Sure, there are lots of lakes with largemouth bass – but where can you hook up on your personal best? Where can you go to get several hook-ups in just an hour? We’re here to help.
Here are the Top Five Best Bass Lakes in Texas…
North of Houston is one of our favorite places to fish for largemouth bass, Lake Conroe. Actually, it’s a great place to fish any freshwater species found in Texas, so you can get a variety of catches here. But largemouth bass tend to get our attention. While they are not as big as other lakes on our list, they show up in healthy numbers. Spring season is when the fish are spawning, and once the temperatures shake off the cold you can be sure to catch a lunker.
Lake Conroe has submerged trees in the southern section; this is the place to start your largemouth bass fishing excursion. There are also fish attractors throughout the lake. In the cooler months you’ll find the bass near the shore, but as the temperatures warm up they move to the deeper waters. When you’re done targeting bass, check out the healthy population of catfish found here as well.
While Texas technically does share Toledo Bend Reservoir with the state of Louisiana, it still deserves a spot on our Texas list. Located on the state line, it’s always been a top producing lake of largemouth bass. The location and topography of this lake has a lot to do with the growth of size and numbers of this fishery. It’s a thin, long lake with marshes and vegetation where the bass like to hide, eat, and grow.

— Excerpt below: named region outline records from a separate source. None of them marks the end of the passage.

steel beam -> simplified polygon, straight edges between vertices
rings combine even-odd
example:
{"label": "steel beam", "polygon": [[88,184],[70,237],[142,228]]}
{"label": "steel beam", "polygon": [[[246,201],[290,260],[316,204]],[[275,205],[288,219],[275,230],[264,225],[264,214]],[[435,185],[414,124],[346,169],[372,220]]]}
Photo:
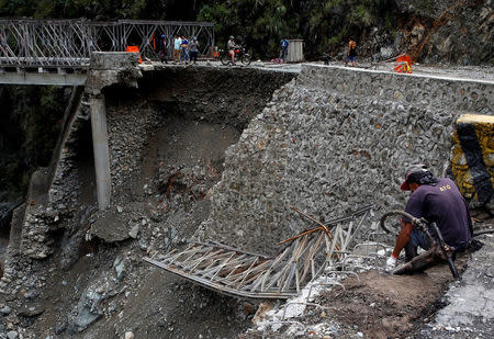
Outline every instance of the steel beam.
{"label": "steel beam", "polygon": [[86,74],[0,72],[2,84],[83,86]]}
{"label": "steel beam", "polygon": [[157,59],[154,46],[162,34],[170,53],[175,34],[197,36],[203,55],[214,45],[209,22],[0,20],[0,67],[88,68],[92,52],[125,52],[128,45],[137,45],[143,58]]}

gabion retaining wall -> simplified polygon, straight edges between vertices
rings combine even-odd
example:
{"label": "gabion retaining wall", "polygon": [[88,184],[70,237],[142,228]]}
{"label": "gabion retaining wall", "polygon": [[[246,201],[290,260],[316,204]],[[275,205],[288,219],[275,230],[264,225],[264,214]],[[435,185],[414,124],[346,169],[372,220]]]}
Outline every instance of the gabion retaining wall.
{"label": "gabion retaining wall", "polygon": [[442,176],[456,118],[492,114],[493,92],[485,81],[304,66],[226,151],[198,235],[272,255],[314,226],[291,205],[323,221],[402,207],[405,167]]}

The only time when you may get skunked fishing Toledo Bend is during the hot summer months. But the rest of the year, the fishing here is better than good. Low light conditions are best, or fish the edges of the day (those “golden hours” when the fish are feeding). Fish the shallow areas near submerged tree roots and structures. There are also a number of fish attractors throughout the lake that can be found with Fishfinder technology.
When the Falcon Dam was built in the 1950s on the Rio Grande (translated to “Large River”) it created Falcon Lake. Today it’s one of Texas’ best largemouth bass lakes. It’s on the border of the United States and Mexico and has over 83,000 acres. Anglers visit often to hook a line into one of the many big bass found in Falcon Lake; it’s common for 5 to 6 pound largemouth bass to be reeled in here.

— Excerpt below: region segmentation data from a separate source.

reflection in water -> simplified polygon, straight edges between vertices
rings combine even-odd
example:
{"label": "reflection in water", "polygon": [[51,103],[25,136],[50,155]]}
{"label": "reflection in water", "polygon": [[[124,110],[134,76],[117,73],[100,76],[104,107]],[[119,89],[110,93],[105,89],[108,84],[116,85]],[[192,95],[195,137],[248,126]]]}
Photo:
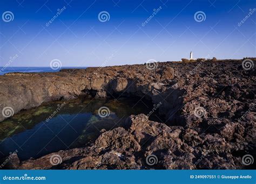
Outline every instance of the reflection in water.
{"label": "reflection in water", "polygon": [[[22,111],[0,123],[0,154],[3,154],[0,157],[18,150],[19,159],[25,160],[84,146],[96,139],[103,129],[123,126],[130,115],[147,114],[151,110],[152,104],[137,103],[137,99],[133,99],[78,98],[51,102]],[[98,114],[103,106],[110,110],[106,117]]]}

It’s true that at one time the lake was in danger of losing too much fish and water; but today it stands as a contender for one of the best bass lakes in the state. The TPWD (Texas Parks and Wildlife Department) continues to monitor this fishery. We’re confident it will continue to be a favorite for anglers to catch large bass.
If a lake is designated as a favorite place for tournaments, then you can bet it’s a good spot for recreational bass anglers as well. Lake Sam Rayburn is just such a lake in Texas. This hot spot is located on the east side of the state, has over 600 miles of shoreline, and is the largest lake entirely within the state of Texas. With over 114,000 acres, Lake Sam Rayburn (also known as Sam Rayburn Reservoir) has a lot to offer anglers of all skill levels.

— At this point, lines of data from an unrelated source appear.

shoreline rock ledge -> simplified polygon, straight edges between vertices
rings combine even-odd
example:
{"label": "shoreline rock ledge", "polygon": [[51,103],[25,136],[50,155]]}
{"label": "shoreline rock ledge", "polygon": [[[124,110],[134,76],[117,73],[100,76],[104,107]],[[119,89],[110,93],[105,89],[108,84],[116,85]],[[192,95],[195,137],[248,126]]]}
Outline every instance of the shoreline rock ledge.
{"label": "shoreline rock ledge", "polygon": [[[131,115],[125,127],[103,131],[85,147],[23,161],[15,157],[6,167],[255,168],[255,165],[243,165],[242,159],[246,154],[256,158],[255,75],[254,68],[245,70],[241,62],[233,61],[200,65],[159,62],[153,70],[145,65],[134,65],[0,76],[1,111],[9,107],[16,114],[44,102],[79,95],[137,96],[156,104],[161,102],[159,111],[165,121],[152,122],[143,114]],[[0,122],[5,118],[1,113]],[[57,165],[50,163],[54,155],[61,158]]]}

Sam Rayburn is a reservoir that was built in the 1960s, and today provides activity for water sport enthusiasts of all kinds. Boating, swimming, and fishing are popular activities on the lake. Though fishing takes the top spot. Year after year it’s recognized as one of the best bass lakes in the country, let alone Texas.
To reach our number one lake: Drive east from Dallas and make your way to Lake Fork. You won’t be the first angler to travel this road. Lake Fork is visited by several fishermen and women throughout the year. It’s a known top producer of lunker bucketmouths. Or, simply put, big ole’ largemouth bass are found in Lake Fork and it’s hands-down one of the best (if not the best lake in the state). But that’s just our opinion.
Lake Fork has over 27,000 acres and a depth of 70 feet. These numbers don’t quite paint the picture, but trust us in that this shallow lake in mid-Texas creates the perfect bass fishing conditions year-round. You can fish twelve months of the year, and get big fish in big numbers. Now that deserves a number one bass fishing lake in our books!
No matter where you’re fishing for largemouth bass fishing in Texas, know that you’ll have a great day bending the rod. Other species you can catch include striped bass, hybrid bass, crappie, sunfish, and catfish. If you’re fishing one of these lakes, or your own top five favorite, have your Texas fishing license, sunscreen or bug spray, and a camera to capture the day’s events. We don’t think you’ll have to long arm any of your photos, the bass in Texas are just like everything else found here: BIG!